It is a tradition of the FIFO to organise a special evening on the eve of the opening of the festival. This year, the Maori film Cousins was screened in the Grand Theatre of the Maison de la Culture. Adapted from the novel of the same name, this film tells the story of three Maori cousins. A story written, directed and performed by Maori women.

Three women, three paths, three points of view… The film Cousins tells the story of three Maori cousins with different destinies. They are related by blood but separated by circumstances. Mata is taken away from her family and lives a lonely childhood in fear. Makareta runs away from an arranged marriage to study law. Missy, on the other hand, takes on the role of guardian of the land. The two women have made a promise to each other: to bring Mata, their stolen cousin, home… Adapted from Patricia Grace’s 1992 novel of the same name, Cousins highlights the Maori women’s view of their lives and the impact of British colonisation. The novel was written by a Maori woman and the film was also made by two Maori women. « It was time we heard and saw stories about Maori women because there was a great lack in this area. That’s why I wanted to tell this story, but also to inspire Maori women to get behind the camera, » said co-director Briar Grace-Smith during a Zoom meeting a few minutes before the film’s screening at the Grand Theatre on Monday night. It took years for this novel to be adapted for the big screen. It was only after time had passed and the times had changed that Maori women emerged behind the camera and on the big screen.

Telling the story

Bria Grace-Smith worked with another director, Ainsley Conder, to write the script. While the approach of co-directing may seem surprising for a fiction film, it makes sense in its construction. « We knew that we would have the same vision and we said to ourselves that we didn’t have to have only one director. It was even a pleasure because I don’t have all the responsibility, I had someone to support me. We had disagreements before the shoot but not on the set. We both decided which scenes inspired us and which we wanted to do. For the editing, we were together in the editing room, and we edited in four weeks during the lockdown by Zoom”. From page to screen, it took four years for the directors to find the right actresses to play the roles of the characters at their different ages: children, young adults and adults. This was a difficult casting task as they had to find Maori children and actresses. « We looked in the region where the protagonists of the book were from. We did a lot of auditions with children in many schools. We had to find children with talent but who also had to embody the spirit of the older actresses. It was a huge interconnecting puzzle », the director tells Franck Philippon, a distinguished screenwriter who hosts this meeting before the screening at the Grand Théâtre. A screening that visibly moved the Polynesian audience at the Maison de la Culture.

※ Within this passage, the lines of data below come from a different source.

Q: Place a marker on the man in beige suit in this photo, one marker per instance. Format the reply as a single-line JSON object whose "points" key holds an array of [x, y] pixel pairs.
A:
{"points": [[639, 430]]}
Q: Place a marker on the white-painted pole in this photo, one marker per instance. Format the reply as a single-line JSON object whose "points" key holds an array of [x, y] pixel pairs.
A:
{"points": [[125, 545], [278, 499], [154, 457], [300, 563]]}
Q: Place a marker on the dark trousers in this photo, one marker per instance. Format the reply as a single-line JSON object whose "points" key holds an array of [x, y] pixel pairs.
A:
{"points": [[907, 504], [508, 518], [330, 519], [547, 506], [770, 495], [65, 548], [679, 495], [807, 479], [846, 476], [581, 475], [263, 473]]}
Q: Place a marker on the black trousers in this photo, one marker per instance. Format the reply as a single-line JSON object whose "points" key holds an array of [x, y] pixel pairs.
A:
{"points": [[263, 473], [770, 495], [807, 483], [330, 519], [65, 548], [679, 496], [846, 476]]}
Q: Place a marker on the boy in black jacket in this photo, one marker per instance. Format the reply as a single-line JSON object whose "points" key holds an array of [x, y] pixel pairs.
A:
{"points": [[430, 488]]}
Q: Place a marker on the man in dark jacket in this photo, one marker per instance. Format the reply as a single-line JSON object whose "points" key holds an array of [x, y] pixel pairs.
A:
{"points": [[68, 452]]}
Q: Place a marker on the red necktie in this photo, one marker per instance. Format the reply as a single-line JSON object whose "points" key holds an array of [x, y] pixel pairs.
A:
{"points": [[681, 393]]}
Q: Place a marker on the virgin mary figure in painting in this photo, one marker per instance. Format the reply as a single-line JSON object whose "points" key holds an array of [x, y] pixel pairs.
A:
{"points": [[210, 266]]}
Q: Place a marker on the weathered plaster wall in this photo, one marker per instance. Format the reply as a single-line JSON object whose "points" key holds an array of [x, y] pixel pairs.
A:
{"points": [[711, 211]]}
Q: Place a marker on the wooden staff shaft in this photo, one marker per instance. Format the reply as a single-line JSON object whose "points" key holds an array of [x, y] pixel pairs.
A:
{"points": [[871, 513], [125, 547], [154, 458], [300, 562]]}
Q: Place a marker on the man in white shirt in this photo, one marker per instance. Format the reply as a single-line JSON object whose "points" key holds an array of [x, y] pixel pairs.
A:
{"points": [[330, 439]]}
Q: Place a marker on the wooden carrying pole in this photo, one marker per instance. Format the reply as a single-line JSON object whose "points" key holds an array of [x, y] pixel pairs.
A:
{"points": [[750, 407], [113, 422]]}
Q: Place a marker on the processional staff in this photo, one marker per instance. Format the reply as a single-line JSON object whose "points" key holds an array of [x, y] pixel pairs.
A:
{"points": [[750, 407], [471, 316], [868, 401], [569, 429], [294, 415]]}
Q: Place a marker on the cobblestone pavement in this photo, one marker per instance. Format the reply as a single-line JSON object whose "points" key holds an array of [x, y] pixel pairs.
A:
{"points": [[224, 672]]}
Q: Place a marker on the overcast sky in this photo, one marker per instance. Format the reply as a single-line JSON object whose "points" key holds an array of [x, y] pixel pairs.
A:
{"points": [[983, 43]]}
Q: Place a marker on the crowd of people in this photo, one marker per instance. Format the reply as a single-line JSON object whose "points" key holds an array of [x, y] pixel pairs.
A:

The link, that essential element 

Heimiti is a student at ISEPP, she came with her classmates for this evening event. All of them felt emotional by the end of this special FIFO screening. « I cried … This film touched me a lot, we are all brothers, we are all linked« , confides the young student. Hererii, a fellow student, was touched by the strong bond between the family members of these three cousins. « It’s inspiring and also shows the importance of the bond and the attachment to the land of the ancestors. Tevahitua, a master’s student at the University of French Polynesia, identified with the protagonists of the film. « I recognised myself as a Polynesian in this link to the family and the land, especially as we are currently experiencing a real estate fluctuation. The return and the notion of the land are important and not an economic issue but a question of belonging and identity« , explains the 23-year-old. The story of these three Maori cousins resonates throughout Oceania. This is also the strength of the FIFO.